Les Mémoires de saint-Simon, chef-d’oeuvre de la littérature française. Ce courtisan nous a laissé des portraits saisissants de la cour de Louis XIV, cruels certes, mais fort pertinents. Admiré par Chateaubriand, Balzac, Mauriac ou Marcel Proust, il laisse un souvenir inoubliable d’une part de l’histoire de France.

Le duc de saint Simon doit une grande partie de sa carrière à son père. En effet, ce dernier était un des favoris de Louis XIII. Page d’abord il devient puis grand louvetier, premier gentilhomme de la chambre et enfin duc et père.
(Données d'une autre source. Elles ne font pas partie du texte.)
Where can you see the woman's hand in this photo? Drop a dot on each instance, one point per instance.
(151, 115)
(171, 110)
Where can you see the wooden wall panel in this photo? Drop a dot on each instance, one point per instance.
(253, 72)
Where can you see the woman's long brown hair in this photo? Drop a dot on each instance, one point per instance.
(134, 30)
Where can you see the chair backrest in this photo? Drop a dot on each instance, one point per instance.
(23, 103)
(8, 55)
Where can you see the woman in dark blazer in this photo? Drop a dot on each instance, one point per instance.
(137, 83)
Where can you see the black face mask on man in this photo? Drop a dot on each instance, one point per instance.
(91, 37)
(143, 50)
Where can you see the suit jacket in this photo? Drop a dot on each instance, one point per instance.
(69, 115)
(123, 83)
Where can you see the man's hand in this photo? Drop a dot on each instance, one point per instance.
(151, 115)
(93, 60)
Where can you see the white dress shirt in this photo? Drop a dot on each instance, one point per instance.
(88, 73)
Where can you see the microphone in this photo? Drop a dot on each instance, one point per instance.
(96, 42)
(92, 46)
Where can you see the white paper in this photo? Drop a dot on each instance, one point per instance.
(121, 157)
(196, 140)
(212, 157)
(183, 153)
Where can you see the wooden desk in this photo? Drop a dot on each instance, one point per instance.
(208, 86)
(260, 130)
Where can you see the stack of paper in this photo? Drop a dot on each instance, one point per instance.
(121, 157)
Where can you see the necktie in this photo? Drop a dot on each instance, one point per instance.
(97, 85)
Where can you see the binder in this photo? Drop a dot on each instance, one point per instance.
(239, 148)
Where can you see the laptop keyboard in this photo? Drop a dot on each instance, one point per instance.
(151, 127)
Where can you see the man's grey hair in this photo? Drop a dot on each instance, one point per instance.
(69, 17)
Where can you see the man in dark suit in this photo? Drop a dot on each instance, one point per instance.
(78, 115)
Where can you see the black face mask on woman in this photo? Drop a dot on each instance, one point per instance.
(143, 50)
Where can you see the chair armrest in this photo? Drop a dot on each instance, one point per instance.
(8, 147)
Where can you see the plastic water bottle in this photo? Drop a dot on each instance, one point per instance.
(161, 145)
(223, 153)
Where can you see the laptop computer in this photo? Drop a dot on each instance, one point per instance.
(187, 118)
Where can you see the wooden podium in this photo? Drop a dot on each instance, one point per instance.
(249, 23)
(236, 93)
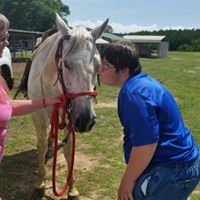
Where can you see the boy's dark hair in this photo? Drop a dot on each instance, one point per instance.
(123, 55)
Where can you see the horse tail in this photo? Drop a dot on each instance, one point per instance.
(23, 86)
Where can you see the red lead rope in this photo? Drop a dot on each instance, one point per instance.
(55, 125)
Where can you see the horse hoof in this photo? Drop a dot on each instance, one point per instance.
(38, 193)
(73, 198)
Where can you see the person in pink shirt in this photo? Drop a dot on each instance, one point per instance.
(9, 107)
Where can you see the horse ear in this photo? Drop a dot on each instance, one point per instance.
(96, 32)
(62, 26)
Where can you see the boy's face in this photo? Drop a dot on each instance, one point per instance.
(108, 75)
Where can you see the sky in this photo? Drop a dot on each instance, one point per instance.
(127, 16)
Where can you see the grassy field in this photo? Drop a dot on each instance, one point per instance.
(100, 174)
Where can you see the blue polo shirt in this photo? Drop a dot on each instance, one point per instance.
(149, 114)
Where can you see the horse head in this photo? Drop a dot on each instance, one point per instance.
(79, 62)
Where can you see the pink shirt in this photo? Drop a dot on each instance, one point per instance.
(5, 115)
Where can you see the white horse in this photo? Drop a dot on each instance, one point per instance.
(80, 61)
Son veuvage le conduisit à épouser en seconde noce Charlotte de L’Aubespine. C’est elle qui mit au monde en 1675 Louis de Saint-Simon. Ce dernier s’intéresse aux mœurs de la Cour dès son plus jeune âge. En 1691 il est présenté au roi et engagé comme mousquetaire. Il achète un régiment et commence ses mémoires dès 1694.

Débute alors pour lui une carrière de courtisan car l’armée réformée par Louvois ne l’intéresse guère. Il démissionne de son poste et expliquant au roi par écrit qu’il préférait être plus assidu auprès de Sa Personne. Entre temps il épouse la fille aînée du duc de Lorges. Elle n’était pas si riche qu’il ne le voulait, mais elle était noble et gracieuse. Il en fut très amoureux jusqu’à la fin de sa vie. Il demanda même à ce que leur cercueils soient liés pour l’éternité, par un crochet.

Assidu à la Cour, Saint-Simon assistait au lever du roi. Il le suivait à la chapelle et dans ses jardins, l’écoutait donner des instructions aux ouvriers. Il observait aussi les courtisans. Mais il avait la fâcheuse habitude de juger les personnes. Aussi lorsque le roi nomma son épouse dame d’honneur de la duchesse de Berry, il demanda à Saint-Simon de tenir désormais sa langue. Alors notre homme se mit à écrire. Il prouva qu’il fallait convoquer les États Généraux, que les ministres étaient trop puissants et qu’on devait les remplacer par les nobles.

Louis XIV se rendit compte que Saint-Simon n’était pas le genre de courtisan qu’il aimait. Du reste le polémiste avait peu d’ami à la Cour excepté le duc de Bourgogne, petit-fils du roi. Alors Saint-Simon pensa s’éloigner de la cour. Mais la mort du dauphin lui laissa l’espoir d’être entendu par le duc de Bourgogne, nouvel héritier. Mais ce dernier mourut ainsi que son épouse, de façon prématurée en 1712. A la mort du roi, le Régent le fit entrer au Conseil. Mais là encore, la violence des propos de Saint-Simon l’écarta du pouvoir.

La seule mission importante qu’il reçut fut une ambassade en Espagne pour conclure le mariage du roi Louis XV avec l’infante d’Espagne. Ce fut pour lui l’occasion de faire respecter son rang. Mais à la mort du Régent, il dut se retirer à la Ferté-Vidame. Là, il termina ses Mémoires.

En effet, il faut reconnaître que le terrible personnage nous laissa un témoignage incontestable sur les mœurs de la Cour de Versailles. Saint-Simon était partout à la fois et surtout lorsqu’il y avait un moment important à la Cour. Lorsqu’à la mort du dauphin, une petite cour se forme autour du duc de Bourgogne, il en fait de suite partie.

Il perçait « de ses regards clandestins chaque visage », repérait les brouilles, les sourires ou les grimaces cachées. Mieux que personne il perçait le secret des courtisans, s’informait des progrès et évolutions des amours clandestines. Par ailleurs, tout comme Proust, il apprenait beaucoup des valets de chambres ou des apothicaires. Il était à la fois cruel mais aussi très sérieux car aucune de ses remarques étaient une invention de sa part. Pour autant, il était un grand chrétien, se rendant à la Trappe régulièrement et fit part de ses écrits à l’abbé de Rancé. Ce dernier ne lui interdit pas de continuer tant qu’il assurait que ses Mémoires seraient publiées à titre posthume.

Saint Simon peint avec des adjectifs « Madame de Castres était un quart de femme, une espèce de biscuit manqué.. ». Il est constamment cruel et écrit parfois par haine personnelle. Mais tels les personnages de Proust dans la Recherche, sans la plume de saint-Simon, les courtisans de Versailles seraient eux aussi, tombés dans l’oubli. Saint Simon meurt en 1755, couvert de dettes. Son château est mis sous scellés. Le duc de Choiseul ordonne qu’on mette au secret des Mémoires qui ne paraîtront qu’en 1829.